A new study published in JAMA has shed light on the alarming rate of suicide among health care workers, particularly registered nurses, health care support workers, and health technicians. The study reveals that these professionals face a higher risk of suicide compared to individuals in other industries.
According to the study, health care workers in the US have an annual suicide rate of approximately 14 per 100,000 person-years. This is slightly higher than the rate of 13 per 100,000 person-years for non-health care workers. The findings underscore the greater risk for mental health problems and long-term work absences due to mental disorders among health care workers compared to those in non-health care occupations.
The study, which analyzed data from the US Census Bureau’s Mortality Disparities in American Communities data set, focused on causes of death among approximately 1.84 million employed adults between 2008 and 2019. It revealed that health care support workers have the highest suicide rates at 21.4 per 100,000 person-years, followed by registered nurses at 16, health technicians at 15.6, and physicians at 13.1. Non-health care workers had a suicide rate of 12.6 per 100,000 person-years.

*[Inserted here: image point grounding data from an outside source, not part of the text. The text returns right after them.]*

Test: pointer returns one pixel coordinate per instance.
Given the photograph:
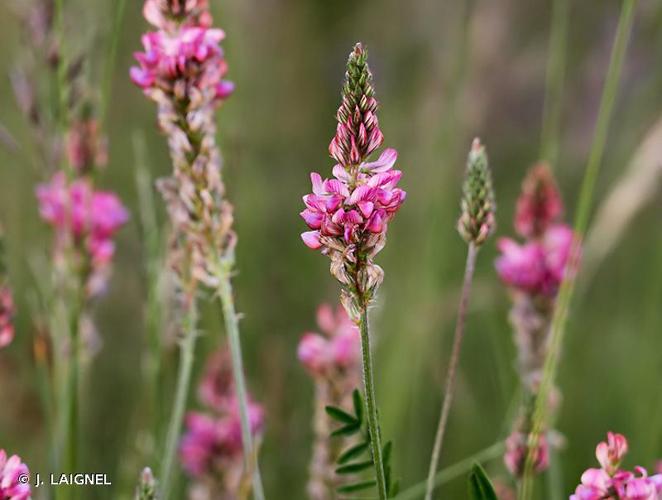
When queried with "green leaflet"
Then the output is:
(357, 458)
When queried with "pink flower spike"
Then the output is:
(385, 162)
(7, 312)
(12, 473)
(313, 353)
(610, 453)
(312, 239)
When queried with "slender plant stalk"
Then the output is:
(111, 58)
(566, 292)
(453, 471)
(186, 354)
(371, 404)
(554, 82)
(231, 319)
(472, 251)
(154, 267)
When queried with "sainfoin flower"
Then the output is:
(13, 478)
(338, 349)
(182, 69)
(533, 272)
(211, 448)
(349, 213)
(333, 359)
(517, 450)
(610, 482)
(76, 210)
(212, 442)
(540, 205)
(6, 316)
(536, 267)
(192, 57)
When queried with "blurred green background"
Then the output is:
(444, 73)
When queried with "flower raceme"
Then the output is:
(211, 441)
(182, 63)
(349, 214)
(337, 350)
(76, 210)
(211, 448)
(333, 360)
(537, 266)
(12, 476)
(610, 482)
(349, 207)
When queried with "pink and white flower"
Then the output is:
(210, 441)
(611, 483)
(536, 267)
(191, 56)
(350, 208)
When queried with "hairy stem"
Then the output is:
(567, 288)
(470, 266)
(231, 319)
(186, 354)
(371, 404)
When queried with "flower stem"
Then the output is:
(567, 288)
(452, 367)
(453, 471)
(186, 353)
(371, 404)
(231, 319)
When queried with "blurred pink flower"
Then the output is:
(87, 217)
(216, 388)
(7, 311)
(191, 56)
(210, 441)
(610, 453)
(536, 267)
(77, 207)
(610, 483)
(517, 450)
(167, 14)
(14, 476)
(339, 348)
(539, 205)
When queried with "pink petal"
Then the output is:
(312, 239)
(385, 161)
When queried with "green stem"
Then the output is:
(186, 354)
(371, 404)
(452, 367)
(554, 82)
(226, 295)
(453, 471)
(111, 59)
(153, 265)
(566, 292)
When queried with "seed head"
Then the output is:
(477, 220)
(357, 132)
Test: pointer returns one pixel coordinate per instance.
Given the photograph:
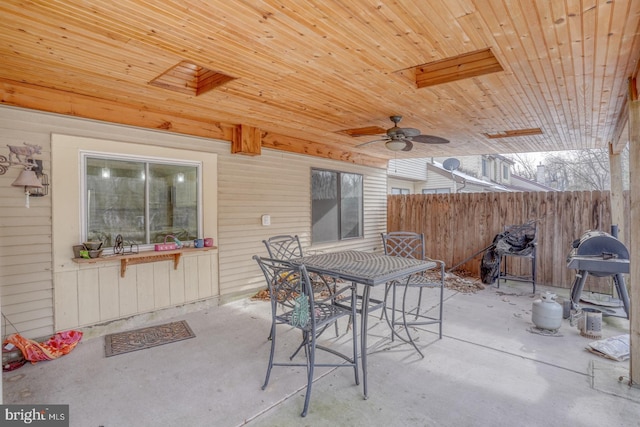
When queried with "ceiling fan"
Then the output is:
(402, 139)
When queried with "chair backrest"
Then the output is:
(289, 289)
(283, 247)
(403, 244)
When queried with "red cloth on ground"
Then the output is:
(58, 345)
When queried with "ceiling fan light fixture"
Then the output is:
(395, 145)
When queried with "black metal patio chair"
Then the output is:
(287, 247)
(293, 304)
(411, 245)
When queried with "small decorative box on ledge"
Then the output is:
(143, 257)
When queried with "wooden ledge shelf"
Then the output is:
(143, 257)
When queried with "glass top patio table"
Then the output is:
(366, 268)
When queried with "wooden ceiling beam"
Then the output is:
(39, 98)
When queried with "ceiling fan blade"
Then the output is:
(430, 139)
(409, 132)
(371, 142)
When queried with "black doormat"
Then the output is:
(152, 336)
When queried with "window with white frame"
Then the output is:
(505, 172)
(436, 190)
(141, 199)
(336, 205)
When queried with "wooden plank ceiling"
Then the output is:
(309, 74)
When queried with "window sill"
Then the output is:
(143, 257)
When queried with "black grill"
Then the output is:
(598, 245)
(599, 254)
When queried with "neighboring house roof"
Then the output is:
(519, 183)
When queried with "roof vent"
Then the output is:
(516, 132)
(190, 79)
(464, 66)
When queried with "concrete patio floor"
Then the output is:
(488, 370)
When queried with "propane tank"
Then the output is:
(547, 313)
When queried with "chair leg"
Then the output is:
(533, 270)
(404, 321)
(352, 317)
(311, 356)
(272, 337)
(419, 304)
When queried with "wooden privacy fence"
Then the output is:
(456, 226)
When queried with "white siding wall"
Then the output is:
(275, 183)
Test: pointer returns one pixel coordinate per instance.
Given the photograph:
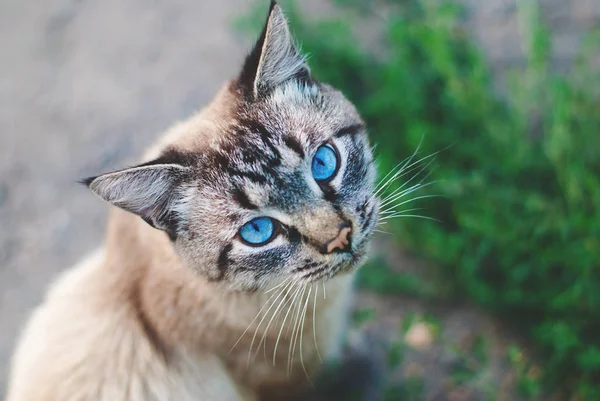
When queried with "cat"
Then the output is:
(235, 284)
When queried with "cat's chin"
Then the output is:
(350, 263)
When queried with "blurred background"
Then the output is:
(497, 299)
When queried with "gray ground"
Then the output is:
(85, 85)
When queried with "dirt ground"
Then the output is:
(86, 85)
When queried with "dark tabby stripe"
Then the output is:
(223, 261)
(351, 130)
(294, 145)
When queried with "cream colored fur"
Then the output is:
(133, 323)
(100, 332)
(87, 340)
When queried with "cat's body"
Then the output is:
(167, 339)
(194, 310)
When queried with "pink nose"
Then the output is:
(341, 243)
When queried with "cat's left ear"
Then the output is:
(274, 59)
(155, 192)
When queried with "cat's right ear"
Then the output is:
(274, 59)
(155, 192)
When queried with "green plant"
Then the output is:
(520, 173)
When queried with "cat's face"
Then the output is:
(284, 193)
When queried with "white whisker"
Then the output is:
(284, 320)
(302, 336)
(253, 320)
(262, 320)
(315, 322)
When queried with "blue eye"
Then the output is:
(258, 231)
(325, 163)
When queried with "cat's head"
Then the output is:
(274, 181)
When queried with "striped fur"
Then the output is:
(162, 313)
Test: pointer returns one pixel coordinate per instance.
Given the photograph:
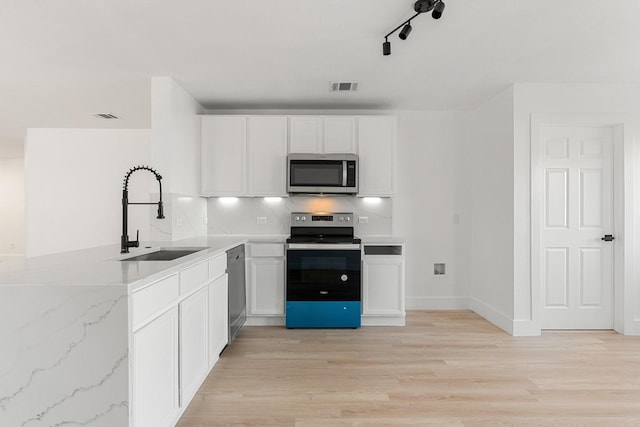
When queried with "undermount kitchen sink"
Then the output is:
(164, 254)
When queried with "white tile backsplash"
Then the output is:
(184, 218)
(246, 215)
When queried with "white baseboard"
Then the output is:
(437, 303)
(494, 316)
(525, 328)
(265, 321)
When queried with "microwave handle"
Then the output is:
(344, 173)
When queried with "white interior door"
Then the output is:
(577, 205)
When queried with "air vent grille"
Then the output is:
(344, 86)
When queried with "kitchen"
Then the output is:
(456, 202)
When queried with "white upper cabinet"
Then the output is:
(244, 156)
(224, 141)
(267, 155)
(340, 135)
(305, 134)
(376, 155)
(314, 134)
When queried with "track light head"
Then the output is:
(406, 30)
(422, 6)
(437, 10)
(386, 48)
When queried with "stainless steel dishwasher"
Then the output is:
(237, 290)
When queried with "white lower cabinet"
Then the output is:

These findings come at a time when some health care workers are considering strikes due to staffing shortages and worker burnout. The study highlights the urgent need for improved wellness programs and mental health support for health care workers. In response to these concerning statistics, the American Hospital Association has recently created a suicide prevention guide specifically tailored to the health care workforce.

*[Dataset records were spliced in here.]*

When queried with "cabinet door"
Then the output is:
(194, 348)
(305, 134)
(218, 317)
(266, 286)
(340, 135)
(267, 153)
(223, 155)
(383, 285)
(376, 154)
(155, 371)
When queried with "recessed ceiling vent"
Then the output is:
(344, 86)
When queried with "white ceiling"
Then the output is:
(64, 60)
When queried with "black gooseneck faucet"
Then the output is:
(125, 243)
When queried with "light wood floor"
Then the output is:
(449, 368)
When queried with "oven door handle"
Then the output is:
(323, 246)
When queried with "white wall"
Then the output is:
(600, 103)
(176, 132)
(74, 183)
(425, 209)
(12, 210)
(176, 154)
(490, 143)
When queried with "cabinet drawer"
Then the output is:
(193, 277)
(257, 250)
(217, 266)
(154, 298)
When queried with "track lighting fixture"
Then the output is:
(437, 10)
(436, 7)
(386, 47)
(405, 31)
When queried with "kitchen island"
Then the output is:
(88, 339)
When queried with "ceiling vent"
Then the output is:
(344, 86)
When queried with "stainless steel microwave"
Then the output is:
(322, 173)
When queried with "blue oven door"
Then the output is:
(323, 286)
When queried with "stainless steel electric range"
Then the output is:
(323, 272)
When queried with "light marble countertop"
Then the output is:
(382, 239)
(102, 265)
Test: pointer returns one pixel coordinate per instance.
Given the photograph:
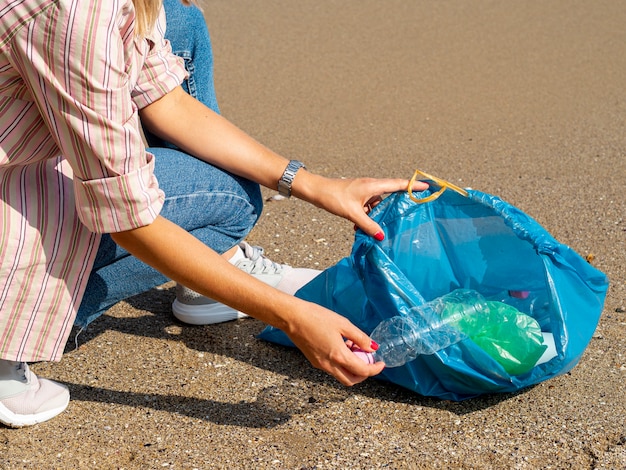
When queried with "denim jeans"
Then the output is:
(215, 206)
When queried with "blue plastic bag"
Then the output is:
(472, 241)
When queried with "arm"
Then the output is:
(187, 123)
(317, 332)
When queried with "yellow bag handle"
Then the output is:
(442, 183)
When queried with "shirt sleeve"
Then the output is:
(82, 64)
(162, 70)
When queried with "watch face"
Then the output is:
(284, 184)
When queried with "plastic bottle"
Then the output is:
(428, 328)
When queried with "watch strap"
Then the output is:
(285, 181)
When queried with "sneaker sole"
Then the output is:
(13, 420)
(198, 314)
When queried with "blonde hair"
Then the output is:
(147, 13)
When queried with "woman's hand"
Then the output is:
(351, 199)
(321, 336)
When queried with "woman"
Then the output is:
(82, 200)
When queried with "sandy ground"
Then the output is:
(520, 99)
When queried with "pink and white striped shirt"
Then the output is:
(72, 161)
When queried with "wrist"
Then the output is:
(285, 183)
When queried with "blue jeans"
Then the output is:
(215, 206)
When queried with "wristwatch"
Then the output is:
(285, 181)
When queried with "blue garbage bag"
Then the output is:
(471, 241)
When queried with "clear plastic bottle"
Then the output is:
(428, 328)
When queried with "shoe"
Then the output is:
(26, 399)
(195, 309)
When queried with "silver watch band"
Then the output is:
(285, 181)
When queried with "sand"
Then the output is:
(520, 99)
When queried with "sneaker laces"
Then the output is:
(260, 263)
(22, 368)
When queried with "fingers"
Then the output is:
(374, 190)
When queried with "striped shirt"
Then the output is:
(73, 76)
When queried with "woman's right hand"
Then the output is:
(321, 336)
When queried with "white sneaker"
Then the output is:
(195, 309)
(26, 399)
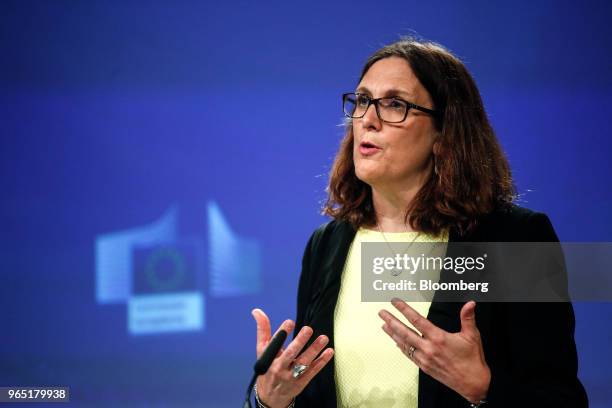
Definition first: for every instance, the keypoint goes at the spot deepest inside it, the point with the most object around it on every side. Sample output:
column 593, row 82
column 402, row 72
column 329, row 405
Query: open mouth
column 368, row 145
column 367, row 148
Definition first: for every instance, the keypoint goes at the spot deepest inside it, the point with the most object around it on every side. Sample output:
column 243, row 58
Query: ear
column 436, row 146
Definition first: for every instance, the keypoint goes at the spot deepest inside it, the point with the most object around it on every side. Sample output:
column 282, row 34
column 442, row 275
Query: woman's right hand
column 277, row 388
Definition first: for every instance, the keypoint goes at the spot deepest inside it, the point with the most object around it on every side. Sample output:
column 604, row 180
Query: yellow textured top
column 371, row 371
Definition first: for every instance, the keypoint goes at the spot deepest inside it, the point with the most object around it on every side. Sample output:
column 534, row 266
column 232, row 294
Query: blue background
column 111, row 112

Unfortunately, some health care workers may be hesitant to seek mental health resources due to fears of negative impacts on their careers or medical licenses. It is imperative that health care executives reassess wellness programs and ensure that workers have access to safe and confidential mental health treatment. Immediate action is needed to address the mental health concerns and risks faced by health care workers.
Overall, this study serves as a wakeup call for the health care industry to prioritize the well-being of its workers. By implementing comprehensive wellness programs and offering robust mental health support, we can create a healthier and happier workforce that is better equipped to provide optimal care to patients.